# iwlwifi cannot load fw

## weejus

I've been working on installing gentoo on my thinkpad W520, but ran into a problem with getting my wifi to work. I'm using a non-genkernel 3.6.11 kernel which I made sure to configure to include iwlwifi as a module and enable userspace firmware loading support. Since my card is an Intel Centrino Advanced-N 6205, I downloaded the 6000g2a tarball and put the microcode in /lib/firmware. The modules load, but wlan0 doesn't show up.
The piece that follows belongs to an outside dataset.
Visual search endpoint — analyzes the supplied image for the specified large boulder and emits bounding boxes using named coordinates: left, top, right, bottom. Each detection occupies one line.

When I run dmesg | grep iwlwifi I get this:

[ 13.570227] iwlwifi 0000:03:00.0: pci_resource_len = 0x00002000

[ 13.570231] iwlwifi 0000:03:00.0: pci_resource_base = ffffc9000627c000

[ 13.570234] iwlwifi 0000:03:00.0: HW Revision ID = 0x34

[ 13.570905] iwlwifi 0000:03:00.0: irq 53 for MSI/MSI-X

[ 13.571099] iwlwifi 0000:03:00.0: Couldn't request the fw

[ 13.571289] iwlwifi: probe of 0000:03:00.0 failed with error -14

Anyone know what could be causing this?

----------

## derk

if you do have the correct firmware it should load .. so is there a mismatch ? what does lspci tell you about the detected wifi version ?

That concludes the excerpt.